There were 110 households, out of which 19.1% had children under the age of 18 living with them, 40.0% were married couples living together, 3.6% had a female householder with no husband present, and 51.8% were non-families. 44.5% of all households were made up of individuals, and 29.1% had someone living alone who was 65 years of age or older. The average household size was 2.06 and the average family size was 2.89.

In the town, the population was spread out, with 21.1% under the age of 18, 9.3% from 18 to 24, 24.2% from 25 to 44, 22.0% from 45 to 64, and 23.3% who were 65 years of age or older. The median age was 40 years. For every 100 females, there were 100.9 males. For every 100 females age 18 and over, there were 105.7 males.

The median income for a household in the town was $24,375, and the median income for a family was $33,750. Males had a median income of $25,357 versus $20,625 for females.
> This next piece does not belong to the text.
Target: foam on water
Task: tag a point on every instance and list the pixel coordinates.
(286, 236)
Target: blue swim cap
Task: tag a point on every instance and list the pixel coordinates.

The per capita income for the town was $15,816. About 7.7% of families and 13.1% of the population were below the poverty line, including 8.5% of those under the age of eighteen and 26.2% of those 65 or over.

==Education==
Rake is located within the North Iowa Community School District, which was established on July 1, 1996, by the merger of the Buffalo Center–Rake–Lakota Community School District and the Thompson Community School District. The Rake Community School District had consolidated with the Buffalo Center Community School District on July 1, 1978, to form the Buffalo Center–Rake district. On July 1, 1992, that district merged with the Lakota Consolidated School District to form the Buffalo Center–Rake–Lakota district, and that district merged into North Iowa in 1996.